February 8th, 2009
10:18 pm - 6 Alice in Wonderland. Chapter 6.
Smell of the woods, smell of fire and of blood. I can feel every single scent in the air. Only the scent of my emptiness and despair seemed to be finally gone. As soon as we crossed the city lines I felt a motherly instinct arise in me. I would be bound to protect the place even with my life if needed. I mean - how could everything become so clear in one single moment of time? As if I had a new life manual placed in front of me as a surprise-gift. And this one, alike the one before it, didn't tell me how to live, it only explained the things that were already there. There was no pattern, no plan or advise. All I had was information, the choice was up to me. I could once again make decisions based on what I knew. And everything was answered honestly, I could feel that - only those things which had a definite answer were provided with one. All other things were just made clear and simple, as if I gained new vision that allowed me to see what's in front of me finally. Alice took my hand and whispered pain into my year, and nothing felt as good as that. I was there to stay.

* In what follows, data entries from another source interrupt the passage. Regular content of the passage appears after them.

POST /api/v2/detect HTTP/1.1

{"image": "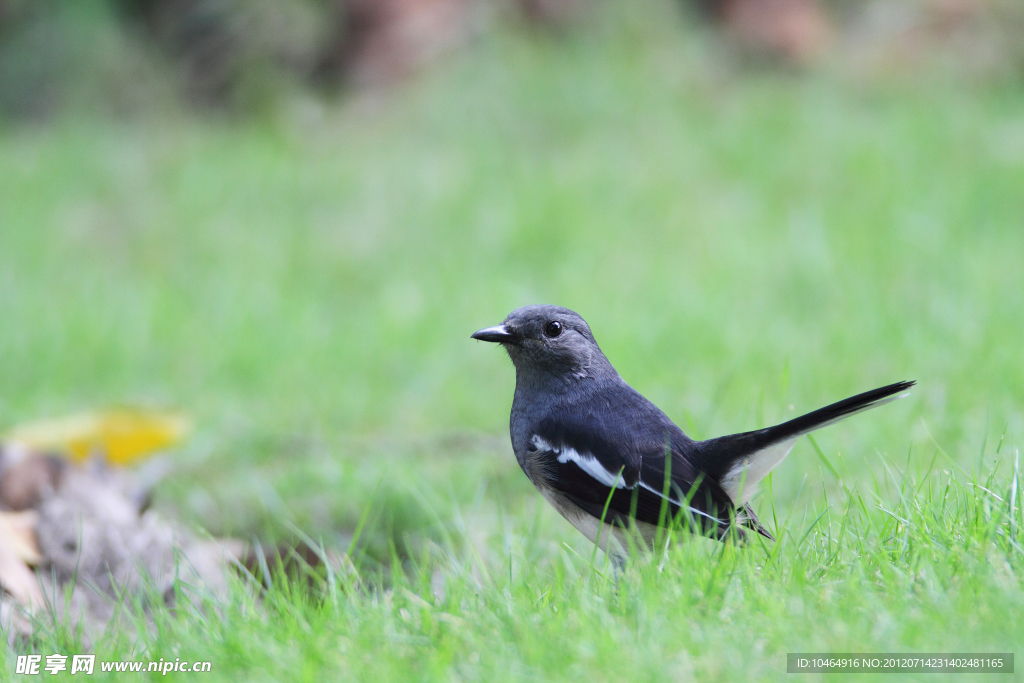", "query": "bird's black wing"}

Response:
[530,386,770,538]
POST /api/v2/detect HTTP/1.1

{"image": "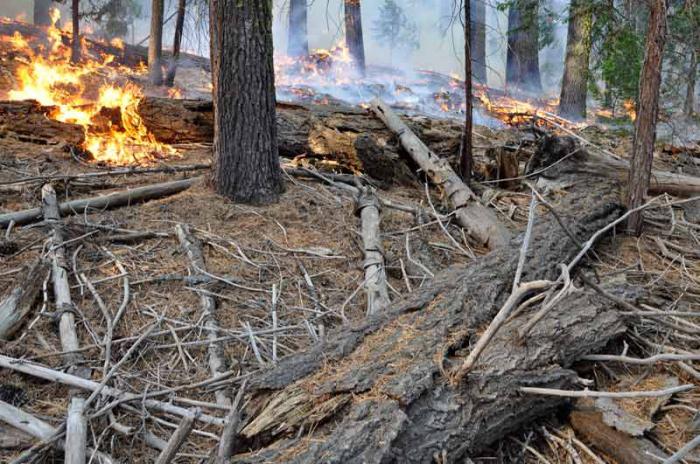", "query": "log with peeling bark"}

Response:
[224,177,625,463]
[0,259,48,340]
[0,177,200,227]
[357,189,390,316]
[372,99,511,249]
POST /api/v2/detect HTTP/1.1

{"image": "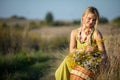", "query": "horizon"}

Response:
[0,0,120,21]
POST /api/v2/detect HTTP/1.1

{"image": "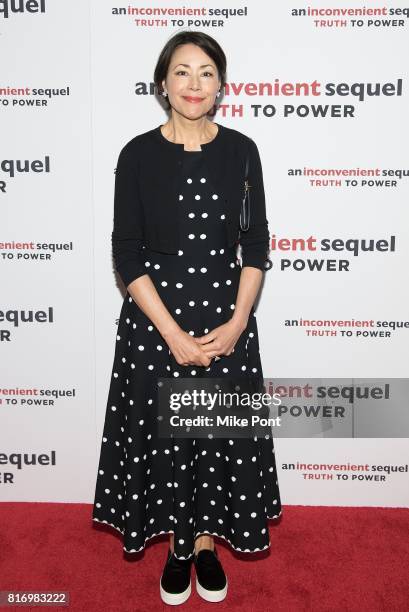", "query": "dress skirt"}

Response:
[92,151,282,559]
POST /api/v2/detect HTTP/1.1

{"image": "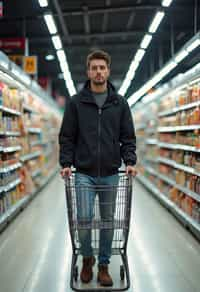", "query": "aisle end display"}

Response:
[0,52,62,230]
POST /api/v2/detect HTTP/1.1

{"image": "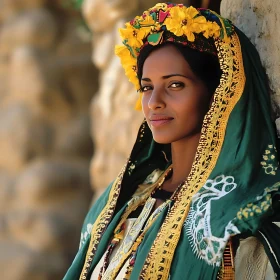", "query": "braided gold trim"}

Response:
[79,163,127,280]
[140,33,245,280]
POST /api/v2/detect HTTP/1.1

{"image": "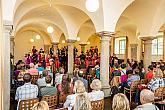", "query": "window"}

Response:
[152,36,163,55]
[115,37,126,54]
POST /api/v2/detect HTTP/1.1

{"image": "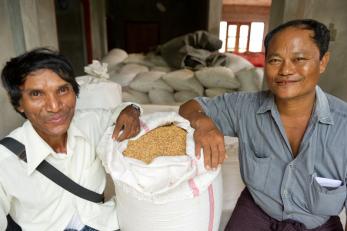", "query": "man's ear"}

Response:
[17,100,24,113]
[319,51,330,74]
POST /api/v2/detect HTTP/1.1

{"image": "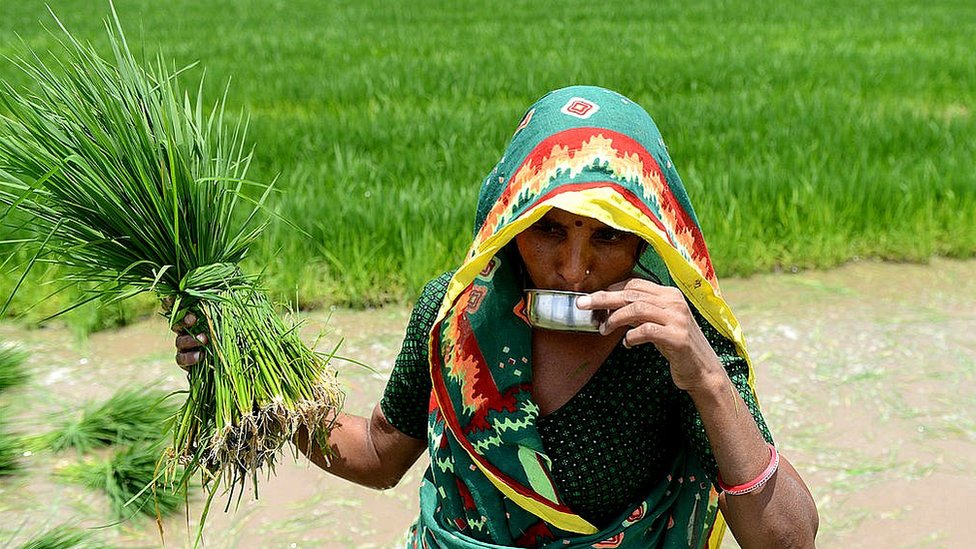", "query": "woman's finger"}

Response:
[600,301,670,335]
[176,334,209,352]
[176,351,203,372]
[170,313,197,333]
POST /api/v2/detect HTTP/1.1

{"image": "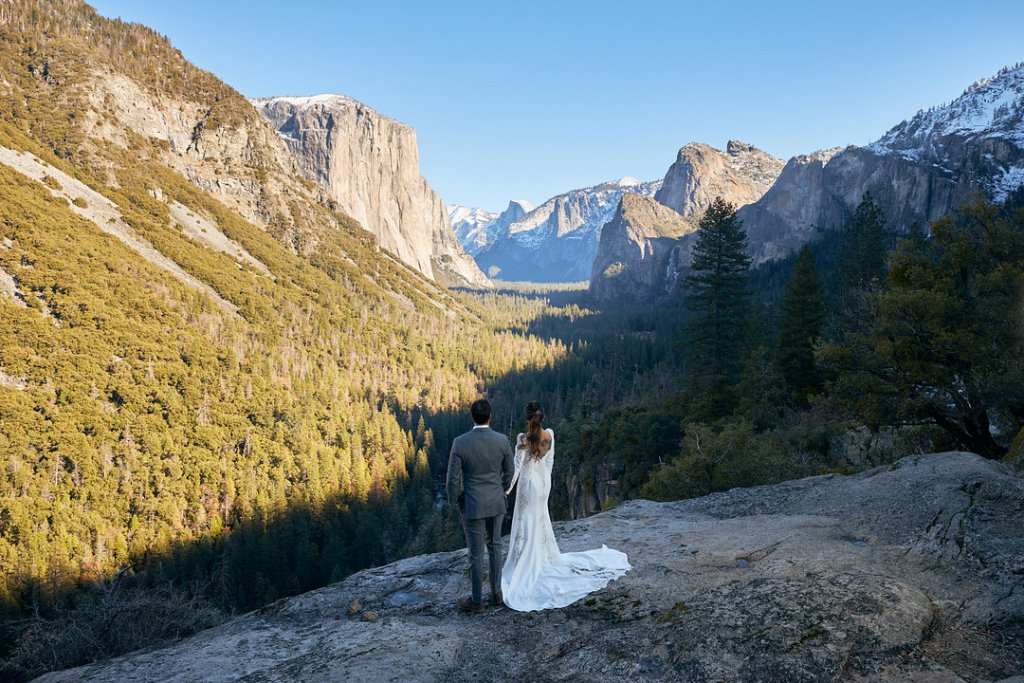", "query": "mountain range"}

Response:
[450,140,782,282]
[590,65,1024,300]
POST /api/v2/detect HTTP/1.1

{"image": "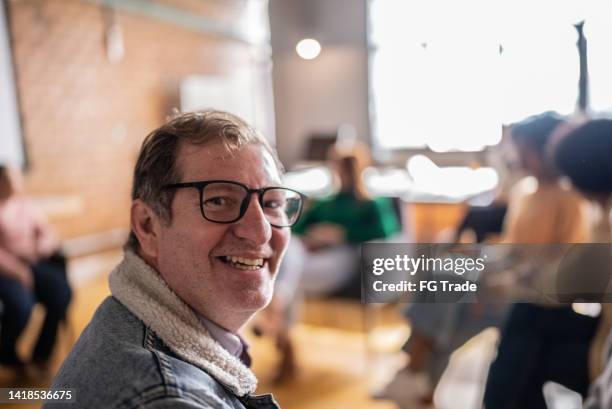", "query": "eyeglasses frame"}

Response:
[162,179,308,228]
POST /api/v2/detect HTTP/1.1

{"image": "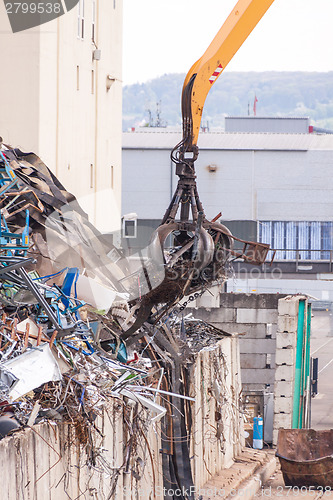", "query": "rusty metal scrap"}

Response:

First time we slept there - and I don't even remember what we did before that and how we got the room, nor even where it was - I was disturbed by the dream I saw. I was thinking high for my first-night's dream, but it was completely normal. It held no images of the recent events, nor the things that bothered me, like my dreams usually did. I saw something I never thought I'd be even thinking about, not to mention any kind of dreaming. And there I was, dreaming of the wrong person. I could have dreamt about my brother, my parents, Kate, Brad or at least Alice who was breathlessly sleeping beside me. All the people I was or had been close to, all those who I cared about. Sheesh, even the dead driver burried in the forest or his family would seem more normal to me than this guy I saw. I swear, I'd forgotten he even existed, but guess what people say about girls never forgeting their first must be true. Eric was an electro-engineer from the nearby-university, a second course student himself, but extremely gifted at what he did. At that time, a couple of years ago - huh, I couldn't even remember how long ago it happened - I was a junior or something, maybe sophomore. Our relationship was spontaneous, I didn't even notice it, as I didn't notice most of my life passing by. But he kind of was my first. I remember him being astonished by me being the one not to call, guess he really liked me at the time. What else would be the reason for him to keep trying to contact me for five more months or so. In this dreem that I had... I was happy and kind of relieved to see him again, threw my arms around him and we danced while the music kept changing and suddenly I ended up at the top of a huge tower in the middle of nowhere. And then the dream went off into directions I couldn't even describe after waking up screaming. Felt like being slain by a dragon.
All my wounds suddenly disappeared into nowhere as if I'd never been in an accident, as if I'd never been tortured by Alice for many, many times.